Message Delivery Guarantees

The cluster mode supports three levels of message delivery guarantees:

  1. EXACTLY_ONCE: Messages are delivered exactly once to the target actor. This is the most reliable option but potentially slower as it uses acknowledgments, retries, and deduplication to ensure messages are delivered exactly once.

  2. AT_LEAST_ONCE: Messages are guaranteed to be delivered at least once to the target actor, but may be delivered multiple times. This is more reliable than AT_MOST_ONCE but may result in duplicate message processing. It uses acknowledgments and retries but no deduplication.

  3. AT_MOST_ONCE: Messages are delivered at most once to the target actor, but may not be delivered at all. This is the fastest option but provides no delivery guarantees. It uses no acknowledgments, retries, or deduplication.

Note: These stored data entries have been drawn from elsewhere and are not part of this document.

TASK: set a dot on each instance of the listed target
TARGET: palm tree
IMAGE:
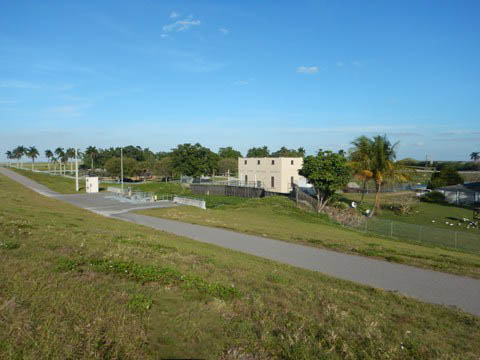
(48, 155)
(92, 153)
(60, 155)
(70, 155)
(19, 151)
(383, 166)
(9, 156)
(360, 161)
(32, 153)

You can specify the delivery guarantee when sending messages:

// Send with default delivery guarantee (set on the ClusterActorSystem)
actor.tell("Hello");

// Send with specific delivery guarantee
ClusterActorSystem system = (ClusterActorSystem) actor.getSystem();
system.routeMessage(actor.actorId(), "Hello", DeliveryGuarantee.EXACTLY_ONCE);

The default delivery guarantee can be configured on the ClusterActorSystem:

ClusterActorSystem system = new ClusterActorSystem("node1", metadataStore, messagingSystem);
system.setDefaultDeliveryGuarantee(DeliveryGuarantee.AT_LEAST_ONCE);

Extending the System

Custom Metadata Store

You can implement your own metadata store by implementing the MetadataStore interface. This allows you to use different backends such as Redis, ZooKeeper, or a custom solution.

Custom Messaging System

You can implement your own messaging system by implementing the MessagingSystem interface. This allows you to use different communication protocols or message brokers like RabbitMQ, Kafka, or gRPC.